How do I get the right mix of shares?
With more than 2,000 companies listed on the Australian Securities Exchange there’s no shortage of choice when buying shares. However, it’s vital to consider not only the credentials of each individual company but also how they relate to others that you’re investing in.
You might decide to prioritise finding shares that you think are going to rise in value in the future due to the company’s perceived ability to grow its earnings, or continue paying regular dividends, for example.
While these are desirable outcomes they’re not assured for any company, so finding the right mix of companies can help reduce the risk of losses in your overall portfolio.
Ways to diversify
There are various ways to categorise Australian shares, such as:
- Size - small caps, mid caps and large caps
- Sector – e.g. energy, financials, telecoms or IT
- Factors that influence sector performance – cyclical or defensive.
Getting a mix of these different share types can help spread risk.
One way to diversify is to invest in a variety of sectors. You can never truly know which sector will perform best in any given time period. By investing in varied sectors, you can spread your risk as their performance is impacted by different factors.
If you invested only in companies within the telecoms sector based on the fact that they had delivered the best returns over the past three years, you could lose money if the sector had a subsequent downturn in fortune, impacting all of the companies in your portfolio.

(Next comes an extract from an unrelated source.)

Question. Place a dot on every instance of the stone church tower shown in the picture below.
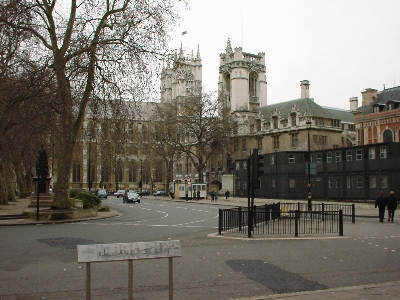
(183, 78)
(242, 83)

What influences sector performance
There are many factors that influence individual companies and their share price so within each sector some companies will perform better than others. But it’s still useful to consider what can impact a sector and whether the sectors that companies sit within are considered as ‘cyclical’ or ‘defensive’, for example.
Cyclical sectors, such as property and retail, tend to move in sync with the wider economy, while defensive sectors, like telecoms and healthcare, can perform better than others when the broader economy is struggling as the state of the economy has less influence on the demand for the goods and services they produce.
It’s good to think about what would happen in a range of scenarios – a change of government, a slowdown in economic growth, a natural disaster, a global oil shortage – and consider how your investments would be affected.
Other ways to diversify
While there is plenty of variation in terms of the performance of companies listed on the ASX, they are all affected in some way by the Australian economy.
That's why investing in international shares can add even more diversification to your portfolio as foreign economies are affected by different factors.
Meanwhile, exchange traded funds provide exposure to whole sectors, countries or regions and can reduce the impact that individual companies have on your overall investment performance.